On Friday, seven families squeezed in the children’s corner for the Library Lady. Irene appeared stricken when one after another they jostled and hopped and skidded through the door, pushchairs knocking into bookshelves and children chattering, squabbling and in one case making continuous fart noises.

I wrapped up Trev’s second ReadUp session of the week and we both started moving chairs across to try to help create some sort of order. To my surprise, Irene intercepted us. ‘No need,’ she snapped, with a smug tilt to her chin, before striding over to the preschoolers’ book trolley, reaching behind it and bringing out a stack of carpet tiles.

She then pulled a whistle out from her beige blouse and gave a fearsome toot that stopped the chaos in its tracks. The gaggle of small children stared, waiting to see what would happen next while the adults looked on, equally as intrigued. Irene held out a carpet tile to the nearest child.

‘Sit.’

The little girl gingerly took the tile and sat on it. Within moments the others had joined her, all except for one girl crying in her mother’s lap because she wanted a yellow tile and they were all industrial blue.

‘This week, stories about animals. I shall make an exception to the silence rule, on one condition.’

‘If you ask a question or talk or make a noise then you have to go,’ a boy whispered to his friend, loud enough to have Irene glaring at him down her nose.

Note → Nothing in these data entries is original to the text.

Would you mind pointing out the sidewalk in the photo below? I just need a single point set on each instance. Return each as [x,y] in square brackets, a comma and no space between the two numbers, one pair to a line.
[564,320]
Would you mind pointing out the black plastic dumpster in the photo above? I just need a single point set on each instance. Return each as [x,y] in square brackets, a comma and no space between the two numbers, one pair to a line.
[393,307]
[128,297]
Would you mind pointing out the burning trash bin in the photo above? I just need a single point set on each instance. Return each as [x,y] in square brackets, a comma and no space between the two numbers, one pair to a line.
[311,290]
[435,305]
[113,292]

‘Questions, chatter and bodily sounds are still forbidden. However, the Library Lady shall permit the appropriate animal noises, as long as they are made at the right time.’

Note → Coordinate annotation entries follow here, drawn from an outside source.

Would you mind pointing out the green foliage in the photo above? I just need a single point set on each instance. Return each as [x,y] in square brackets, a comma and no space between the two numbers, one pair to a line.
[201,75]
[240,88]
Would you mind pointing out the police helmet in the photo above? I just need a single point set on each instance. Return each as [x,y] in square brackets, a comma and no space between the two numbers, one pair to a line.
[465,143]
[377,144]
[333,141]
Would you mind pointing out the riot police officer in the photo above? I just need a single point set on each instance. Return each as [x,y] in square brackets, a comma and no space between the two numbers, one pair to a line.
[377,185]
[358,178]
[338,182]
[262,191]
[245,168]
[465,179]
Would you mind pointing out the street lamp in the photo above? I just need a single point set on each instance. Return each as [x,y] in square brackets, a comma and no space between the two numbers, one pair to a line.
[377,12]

‘Ooh, can I do a donkey?’ someone asked. ‘I’m good at donkeys, listen…’ She then demonstrated her very loud, eerily accurate bray.

‘Sshhhh!’ various other children said anxiously – presumably those who had been here before, and knew the Library Lady did not make idle threats.

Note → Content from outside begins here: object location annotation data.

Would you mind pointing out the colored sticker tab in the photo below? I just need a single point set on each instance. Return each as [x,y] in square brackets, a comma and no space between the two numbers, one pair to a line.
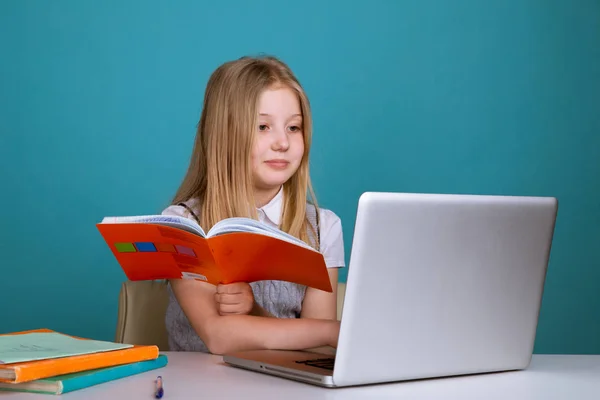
[125,247]
[145,246]
[165,247]
[185,250]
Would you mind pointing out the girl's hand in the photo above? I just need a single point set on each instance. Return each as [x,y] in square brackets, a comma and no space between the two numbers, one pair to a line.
[234,298]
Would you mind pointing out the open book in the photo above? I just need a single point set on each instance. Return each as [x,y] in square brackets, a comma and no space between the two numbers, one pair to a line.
[234,250]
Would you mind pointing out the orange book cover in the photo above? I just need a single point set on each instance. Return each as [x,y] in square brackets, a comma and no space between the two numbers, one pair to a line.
[234,250]
[38,369]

‘In case I wasn’t clear,’ Irene huffed, after a second toot. ‘You may produce the correct animal noise when I mention that specific animal in the story. If you make any other sound at any time, you must leave. Does anybody not understand?’

If they did, they weren’t admitting it.

‘Will you help us if we don’t know the right sound?’ a delicate-looking boy of about five asked. ‘I’m scared I won’t know and then I’ll have to go home.’

‘You could just keep quiet and make no sound instead,’ Irene replied.

‘But I want to make a sound. It’s more funner!’

‘It is more fun.’

‘Yes! So will you help me?’

Irene sighed as if already exhausted. ‘Yes. Now, if you are all quite finished, can we please get started?’

I left the Library Lady to it, unable to resist making a few animal noises as I left.





16





Saturday, I left Nesbit with Joan and drove into Nottingham to an outdoor shop. Drew had offered to lend me his camping gear, but I needed to carry everything on my back, so politely declined his offer of a three-man tent with porch awning, four-ring stove and gas fridge. Instead, he helped me pick out a pop-up festival tent, sleeping bag and a spongy bed roll. I also splashed out on a tiny, lightweight gas stove and a torch.

That evening, I had a practice pitch in the garden. The tent didn’t quite pop up in the promised seconds, but it only took a few minutes, so I was happy, and a shortish woman and a dog who was growing bigger every day could just about squeeze in. I made mugs of hot chocolate for myself, Joan and Leanne, who, having accepted my denial of any involvement with children’s services, had just borrowed my shower and oven again.

‘Can I come?’ Joan asked, eagerly peering inside the tent’s light-proof interior.

‘I’m not sure there’d be room,’ I said, completely sure that there wouldn’t.

‘That’s okay, I could sleep outside!’ She quickly lay down on the grass beside the tent. ‘I’m not scared. It’d be like Frodo and Sam. They didn’t need a tent.’